L’alienazione è definita da un solo atto che stabilisce il corrispettivo. Il patto per il pagamento non integra gli estremi di un accordo separato

La costituzione di un vitalizio quale corrispettivo della cessione di quote societarie non integra gli estremi di un autonomo contratto e, dunque, non va sottoposta a tassazione ulteriore rispetto a quella stabilita per la vendita della partecipazione sociale.
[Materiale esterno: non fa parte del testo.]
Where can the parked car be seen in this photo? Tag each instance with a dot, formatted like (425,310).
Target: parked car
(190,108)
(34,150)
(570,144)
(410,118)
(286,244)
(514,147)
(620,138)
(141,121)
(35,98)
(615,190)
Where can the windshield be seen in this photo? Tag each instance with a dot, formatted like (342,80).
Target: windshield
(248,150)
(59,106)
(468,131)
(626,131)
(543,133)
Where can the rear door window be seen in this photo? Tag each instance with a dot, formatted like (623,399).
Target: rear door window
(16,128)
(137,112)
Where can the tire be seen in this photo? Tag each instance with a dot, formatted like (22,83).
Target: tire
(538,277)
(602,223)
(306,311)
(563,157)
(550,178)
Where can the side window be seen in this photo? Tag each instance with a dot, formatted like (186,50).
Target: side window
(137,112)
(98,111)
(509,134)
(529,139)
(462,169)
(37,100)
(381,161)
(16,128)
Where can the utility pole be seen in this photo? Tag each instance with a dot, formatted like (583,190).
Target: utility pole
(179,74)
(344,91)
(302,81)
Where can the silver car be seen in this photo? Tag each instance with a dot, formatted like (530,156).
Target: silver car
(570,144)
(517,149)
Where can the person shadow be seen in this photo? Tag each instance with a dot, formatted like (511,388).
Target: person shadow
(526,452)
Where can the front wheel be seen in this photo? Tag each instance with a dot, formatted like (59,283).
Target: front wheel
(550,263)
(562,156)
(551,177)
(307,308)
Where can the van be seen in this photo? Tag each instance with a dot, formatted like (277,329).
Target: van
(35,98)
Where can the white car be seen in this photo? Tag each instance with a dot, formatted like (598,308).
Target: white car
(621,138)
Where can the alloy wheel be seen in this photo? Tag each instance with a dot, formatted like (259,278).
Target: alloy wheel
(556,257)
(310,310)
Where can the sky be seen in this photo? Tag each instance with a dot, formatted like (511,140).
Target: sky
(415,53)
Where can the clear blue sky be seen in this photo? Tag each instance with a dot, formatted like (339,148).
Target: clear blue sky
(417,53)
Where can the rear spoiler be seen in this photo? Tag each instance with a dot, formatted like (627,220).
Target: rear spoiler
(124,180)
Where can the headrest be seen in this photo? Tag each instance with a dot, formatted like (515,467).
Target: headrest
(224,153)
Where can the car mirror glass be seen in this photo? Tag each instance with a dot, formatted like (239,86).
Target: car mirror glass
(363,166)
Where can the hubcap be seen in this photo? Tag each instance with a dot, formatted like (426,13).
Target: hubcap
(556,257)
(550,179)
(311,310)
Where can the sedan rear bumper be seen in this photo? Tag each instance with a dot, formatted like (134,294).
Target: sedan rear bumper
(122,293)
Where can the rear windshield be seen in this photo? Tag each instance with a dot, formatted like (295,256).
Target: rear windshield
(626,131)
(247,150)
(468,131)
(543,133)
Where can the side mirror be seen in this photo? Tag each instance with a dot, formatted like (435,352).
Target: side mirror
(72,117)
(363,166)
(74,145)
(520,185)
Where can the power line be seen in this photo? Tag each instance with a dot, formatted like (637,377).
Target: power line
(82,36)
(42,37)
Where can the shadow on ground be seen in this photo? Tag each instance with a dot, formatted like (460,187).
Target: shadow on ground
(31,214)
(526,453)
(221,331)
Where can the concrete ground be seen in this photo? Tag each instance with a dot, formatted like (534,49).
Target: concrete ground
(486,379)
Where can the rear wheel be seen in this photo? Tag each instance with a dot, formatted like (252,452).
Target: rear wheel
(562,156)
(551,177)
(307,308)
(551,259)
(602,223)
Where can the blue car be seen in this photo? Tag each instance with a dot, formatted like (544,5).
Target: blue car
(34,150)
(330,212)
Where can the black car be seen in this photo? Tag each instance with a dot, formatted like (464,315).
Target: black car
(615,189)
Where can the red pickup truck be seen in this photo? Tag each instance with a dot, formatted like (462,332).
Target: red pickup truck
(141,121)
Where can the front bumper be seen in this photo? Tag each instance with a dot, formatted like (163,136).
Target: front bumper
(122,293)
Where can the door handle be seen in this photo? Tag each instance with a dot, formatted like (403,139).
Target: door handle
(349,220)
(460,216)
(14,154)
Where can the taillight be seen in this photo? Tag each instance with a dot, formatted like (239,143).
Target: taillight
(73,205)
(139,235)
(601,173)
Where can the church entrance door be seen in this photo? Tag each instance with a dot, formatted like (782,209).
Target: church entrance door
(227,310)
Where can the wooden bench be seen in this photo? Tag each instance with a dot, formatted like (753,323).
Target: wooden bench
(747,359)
Lo afferma la Corte di giustizia tributaria di secondo grado della Liguria nella sentenza n. 273, sezione 3, depositata il 15 aprile scorso.

Il giudizio scaturisce dall’impugnazione di un avviso di liquidazione, emesso dall’agenzia delle Entrate nei confronti di un notaio per il recupero dell’imposta di registro relativa a un atto di alienazione di quote sociali, per il cui corrispettivo era stata pattuita la costituzione di una rendita vitalizia di ottocento euro al mese.

Il rogito era stato tassato a imposta fissa in base all’articolo 11 della parte prima della Tariffa allegata al Dpr 131/1986 (Testo unico delle disposizioni concernenti l’imposta di registro), relativo agli atti pubblici «aventi per oggetto la negoziazione di quote di partecipazione in società».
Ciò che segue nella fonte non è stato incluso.